Anhydrotetracycline (aTc)-inducible protein expression in Xanthobacter and Roseixanthobacter. (A) The plasmid backbone was used for testing the aTc-inducible promoter in Xanthobacter and Roseixanthobacter species. (B) An aTc concentration curve indicates concentration-dependent inducible expression in representatives X. versatilis Py2, X. autotrophicus GZ29, X. flavus GJ10, and R. finlandensis VTT E-85241. Wild-type normalized quantitation of the expression level of mRFP is in arbitrary fluorescence units (AFU). (C) A time course with the aTc-inducible promoter plasmid indicates maximal expression around 18 h in the Xanthobacter representatives and 12 h in R. finlandensis. (D) Robust functionality of the aTc-inducible promoter system across the 22 species and strains of Xanthobacter and Roseixanthobacter.

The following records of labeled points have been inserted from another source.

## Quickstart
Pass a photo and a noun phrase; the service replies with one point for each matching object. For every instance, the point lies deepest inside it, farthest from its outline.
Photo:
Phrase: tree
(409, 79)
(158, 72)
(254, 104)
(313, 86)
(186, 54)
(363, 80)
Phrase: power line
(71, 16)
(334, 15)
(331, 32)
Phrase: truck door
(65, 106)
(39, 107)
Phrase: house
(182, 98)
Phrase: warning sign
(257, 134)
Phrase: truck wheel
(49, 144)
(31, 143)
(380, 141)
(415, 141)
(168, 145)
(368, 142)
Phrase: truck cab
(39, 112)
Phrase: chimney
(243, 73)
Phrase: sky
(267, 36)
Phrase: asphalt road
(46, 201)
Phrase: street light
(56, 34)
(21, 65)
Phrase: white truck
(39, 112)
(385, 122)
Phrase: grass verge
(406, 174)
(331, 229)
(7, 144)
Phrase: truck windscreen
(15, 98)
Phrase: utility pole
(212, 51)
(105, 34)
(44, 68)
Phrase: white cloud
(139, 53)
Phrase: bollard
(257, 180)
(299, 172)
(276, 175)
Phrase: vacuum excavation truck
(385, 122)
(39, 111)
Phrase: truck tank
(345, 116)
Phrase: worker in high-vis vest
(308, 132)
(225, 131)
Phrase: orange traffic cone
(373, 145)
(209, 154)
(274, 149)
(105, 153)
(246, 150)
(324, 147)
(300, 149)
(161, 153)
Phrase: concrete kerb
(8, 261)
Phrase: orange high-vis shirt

Data are normalized to their appropriate wild-type control.

Figure 8

Several terminators can stop transcription in Xanthobacter and Roseixanthobacter. (A) The plasmid backbone for testing terminator strength in Xanthobacter and Roseixanthobacter species tests transcriptional read-through the terminator by comparing mRFP to sfGFP expression levels within a cell. (B) Functionality of different terminators in representatives X. versatilis Py2, X. autotrophicus GZ29, X. flavus GJ10, and R. finlandensis VTT E-85241. Data are based on the quantitation of expression levels from microscopy and are normalized to their appropriate wild-type control.